Septième attaque contre la force Sentinelle. L'attaque de vendredi matin est la septième commise contre des militaires de la force Sentinelle, mise en place dans le cadre du plan Vigipirate après les attentats de janvier 2015. La dernière en date avait fait six blessés parmi un groupe de militaires percutés le 9 août par une voiture à Levallois-Perret, dans les Hauts-de-Seine.

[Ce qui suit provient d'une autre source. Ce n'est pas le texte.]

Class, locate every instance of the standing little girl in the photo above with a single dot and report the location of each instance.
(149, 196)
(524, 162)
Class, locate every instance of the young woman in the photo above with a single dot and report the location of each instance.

La ministre des Armées a détaillé vendredi sur Europe 1 les objectifs du lifting prévu pour cette opération. "L'objectif n'était pas de modifier son format. Il n’y aura pas de militaires en moins", a-t-elle notamment affirmé.  "Ce que nous voulons, c'est faire mieux pour être plus efficace. Il s’agit de rendre le dispositif plus flexible, plus mobile, moins anticipable. Il faut éviter que l’opération Sentinelle soit prévisible par avance", a-t-elle ajouté avant de conclure : "Il y aura des missions aléatoires qui auront été planifiées mais qui ne seront connues ni des élus ni de la population."

Le parquet antiterroriste saisi. "Le Président de la République a dès ce matin immédiatement réuni autour de lui l'ensemble des spécialistes mobilisés sur ce sujet pour faire un point. Le parquet antiterroriste a été immédiatement saisi", a déclaré Christophe Castaner lors d'un point-presse.